Improvements in white LED lights and other LED colors through the years are causing an explosion in LED light use overall. But both Trees and Merten also say classic-looking C7 or C9 bulb lights — also now available in LED — are still popular for outdoor decorations. Icicle lights running across rooflines are still a top request too.
Trees’ company provides annual training sessions for its affiliate owners. He runs through mock estimations, full installations and designs.
“It’s important to keep balance in mind when you’re designing the project,” he added.
The light hanging pro also spends considerable time talking about the importance of understanding the loads a home’s power outlets can handle.

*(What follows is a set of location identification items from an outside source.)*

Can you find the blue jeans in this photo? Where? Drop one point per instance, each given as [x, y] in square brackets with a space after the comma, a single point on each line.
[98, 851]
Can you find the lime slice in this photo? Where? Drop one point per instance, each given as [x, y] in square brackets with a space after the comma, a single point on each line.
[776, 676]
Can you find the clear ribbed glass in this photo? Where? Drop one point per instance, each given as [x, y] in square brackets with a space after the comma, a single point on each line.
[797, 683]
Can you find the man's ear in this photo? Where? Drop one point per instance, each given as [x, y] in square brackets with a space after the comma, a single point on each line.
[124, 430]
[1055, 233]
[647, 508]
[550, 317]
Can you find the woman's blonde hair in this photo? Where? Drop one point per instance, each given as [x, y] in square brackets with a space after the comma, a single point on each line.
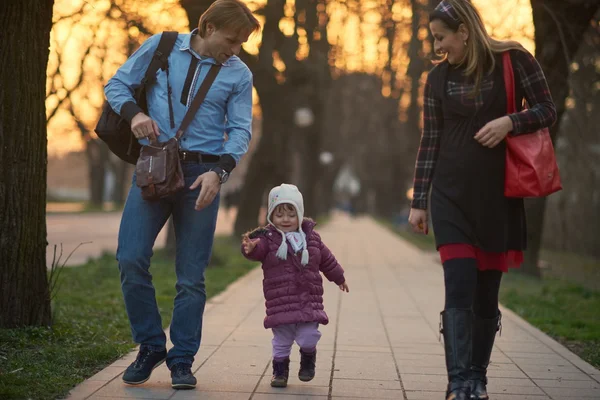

Most modern residential circuits are either 15 or 20 amps, which are able to handle between 1,800 and 2,400 watts before a circuit breaker is tripped. To find out how many amps outlets have in an area of your home, check your home’s circuit breaker box. Most will have numbers on each circuit breaker switch that will indicate its amp rating.
A general rule of thumb is no more than three strings of lights per outlet and extension cord, and installers should be aware of the overall load for their light display.
Safety is another driver for holiday light hanging services, Trees added. Too often, people may not have the right-sized ladders or are not comfortable walking on tile roofs, if that’s required.
The Consumer Product Safety Commission estimates more than 13,000 annual emergency room visits related to holiday-related injuries such as falls from ladders while stringing Christmas lights and lacerations from broken ornaments, among other injuries.
Judy Comoletti, division manager of public education for the National Fire Protection Association, said whether you are hiring a professional to hang lights or doing it yourself, keep the following tips in mind:
* Do not use nails to hang lights. If a nail penetrates a wire, it could be a fire hazard. Today, there are many different plastic clips available to accommodate a variety of different application situations.
* Make sure lights being used have been independently tested for safety by a third-party lab. Also, read the box to see how many strings can be connected together to avoid overloading the circuit.
* Understand if a string of lights is for indoor or outdoor use. The information can be found on the box. The same for extension cords; often indoor extension cords are used outdoors, she added, which is a fire hazard.
* Though many companies use timers for light displays, Comoletti still advises homeowners to make a habit of turning off the lights when they leave the house.